「老後2000万円問題」という言葉が定着しましたが、実は住む場所によってその必要額には大きな差があることをご存知でしょうか。
なかでも奈良県は、老後の累計不足額の少なさで全国1位という、驚きのデータが出ています 。本記事では、なぜ奈良県が「老後資金に強い」のか、そして同県で活発なNISA(少額投資非課税制度)の運用実態について、最新データをもとに解説します。
1. 【奈良県】不足額の少なさで「全国1位」!なぜ奈良県は”老後資金”に強いのか?
老後の不足額を決定づけるのは、額面の年金額だけではありません。地域の物価水準が支出を左右し、最終的な「実質的な不足額」に差を生みます。
一般的に、地方は物価が安いと思われがちですが、年金水準が低い地域では、結果として都市部よりも不足額が膨らむという逆転現象も起きています。
例えば、東京都は年金額が全国3位と高いものの、物価も全国で最も高く、生活費がかさみます。その結果、老後30年間の累計不足額で見ると、順位は17位(2181万円)まで下がります。
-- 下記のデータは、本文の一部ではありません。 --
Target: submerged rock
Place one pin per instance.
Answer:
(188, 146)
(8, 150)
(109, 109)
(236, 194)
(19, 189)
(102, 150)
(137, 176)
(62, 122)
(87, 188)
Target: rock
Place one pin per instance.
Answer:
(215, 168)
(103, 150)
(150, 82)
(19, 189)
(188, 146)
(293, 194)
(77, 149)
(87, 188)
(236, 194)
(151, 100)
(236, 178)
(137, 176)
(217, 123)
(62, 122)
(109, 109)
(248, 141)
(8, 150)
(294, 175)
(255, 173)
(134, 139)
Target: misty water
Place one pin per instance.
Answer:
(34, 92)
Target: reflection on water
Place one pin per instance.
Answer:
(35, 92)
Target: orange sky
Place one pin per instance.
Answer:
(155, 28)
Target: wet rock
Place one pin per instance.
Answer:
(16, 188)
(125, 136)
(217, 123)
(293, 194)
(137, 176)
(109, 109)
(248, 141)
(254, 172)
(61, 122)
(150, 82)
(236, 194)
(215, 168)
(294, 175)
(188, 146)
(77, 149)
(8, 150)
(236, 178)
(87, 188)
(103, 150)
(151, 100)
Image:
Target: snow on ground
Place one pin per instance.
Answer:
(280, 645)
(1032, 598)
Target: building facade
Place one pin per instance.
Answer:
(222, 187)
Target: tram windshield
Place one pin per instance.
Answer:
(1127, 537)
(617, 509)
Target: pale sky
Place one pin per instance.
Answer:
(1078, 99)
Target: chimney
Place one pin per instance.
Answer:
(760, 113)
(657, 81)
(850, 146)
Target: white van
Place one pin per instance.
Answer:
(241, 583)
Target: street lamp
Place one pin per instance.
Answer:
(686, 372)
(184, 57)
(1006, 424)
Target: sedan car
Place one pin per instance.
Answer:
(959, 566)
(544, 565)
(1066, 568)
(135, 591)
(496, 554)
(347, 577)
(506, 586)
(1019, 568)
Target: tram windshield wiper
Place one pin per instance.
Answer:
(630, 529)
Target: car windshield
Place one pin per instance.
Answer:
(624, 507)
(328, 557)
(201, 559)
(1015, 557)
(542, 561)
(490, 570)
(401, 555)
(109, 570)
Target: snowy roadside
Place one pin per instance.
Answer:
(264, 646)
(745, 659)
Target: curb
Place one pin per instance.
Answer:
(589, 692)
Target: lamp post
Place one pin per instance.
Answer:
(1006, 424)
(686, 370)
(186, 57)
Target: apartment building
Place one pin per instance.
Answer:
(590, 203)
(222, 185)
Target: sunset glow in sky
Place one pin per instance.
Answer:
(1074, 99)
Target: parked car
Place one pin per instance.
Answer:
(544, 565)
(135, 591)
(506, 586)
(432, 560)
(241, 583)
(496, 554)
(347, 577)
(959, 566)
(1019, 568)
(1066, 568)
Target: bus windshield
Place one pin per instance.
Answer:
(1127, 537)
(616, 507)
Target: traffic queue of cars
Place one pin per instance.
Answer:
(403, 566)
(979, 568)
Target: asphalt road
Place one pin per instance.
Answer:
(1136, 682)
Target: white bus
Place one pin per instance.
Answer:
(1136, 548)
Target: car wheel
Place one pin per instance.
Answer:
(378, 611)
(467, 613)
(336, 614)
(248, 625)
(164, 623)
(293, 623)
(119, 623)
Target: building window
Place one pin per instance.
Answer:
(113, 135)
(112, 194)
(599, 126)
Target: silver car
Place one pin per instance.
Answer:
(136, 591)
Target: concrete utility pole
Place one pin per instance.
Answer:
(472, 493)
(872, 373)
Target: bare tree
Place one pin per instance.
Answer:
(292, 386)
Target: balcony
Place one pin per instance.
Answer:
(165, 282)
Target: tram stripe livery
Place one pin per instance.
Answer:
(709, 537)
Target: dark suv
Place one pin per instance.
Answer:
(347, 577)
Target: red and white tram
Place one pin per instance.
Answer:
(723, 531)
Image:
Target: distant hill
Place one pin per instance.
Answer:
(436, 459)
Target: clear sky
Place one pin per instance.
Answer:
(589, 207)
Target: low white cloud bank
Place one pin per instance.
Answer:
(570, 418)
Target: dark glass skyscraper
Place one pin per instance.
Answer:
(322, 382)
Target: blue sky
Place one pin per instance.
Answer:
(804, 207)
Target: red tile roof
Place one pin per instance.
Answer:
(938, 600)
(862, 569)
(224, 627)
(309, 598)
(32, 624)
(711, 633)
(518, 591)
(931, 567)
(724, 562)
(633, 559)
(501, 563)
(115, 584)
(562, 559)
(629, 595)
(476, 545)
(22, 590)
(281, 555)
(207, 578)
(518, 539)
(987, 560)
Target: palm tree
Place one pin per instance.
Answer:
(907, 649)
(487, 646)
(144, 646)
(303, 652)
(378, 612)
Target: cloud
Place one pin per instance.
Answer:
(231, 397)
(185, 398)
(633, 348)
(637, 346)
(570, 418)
1.1 奈良県の場合「30年間の累計不足額」はいくら?
奈良県は、全国的に見て「老後資金の不安が比較的少ない」地域に分類されます 。
- 老後30年の累計不足額: 1639万円
- 全国順位: 不足額の少なさで全国1位
- 特徴: 厚生年金月額の平均は16万2292円と額面で全国2位です。公的年金による収入基盤が非常に強固です。
さらに、物価や住居費などの生活コストと収入のバランスが他県よりも優れているため、老後生活における家計の赤字幅が最小限に抑えられ、「実質的な不足額」が全国で最も少ないという結果に繋がっていると考えられます。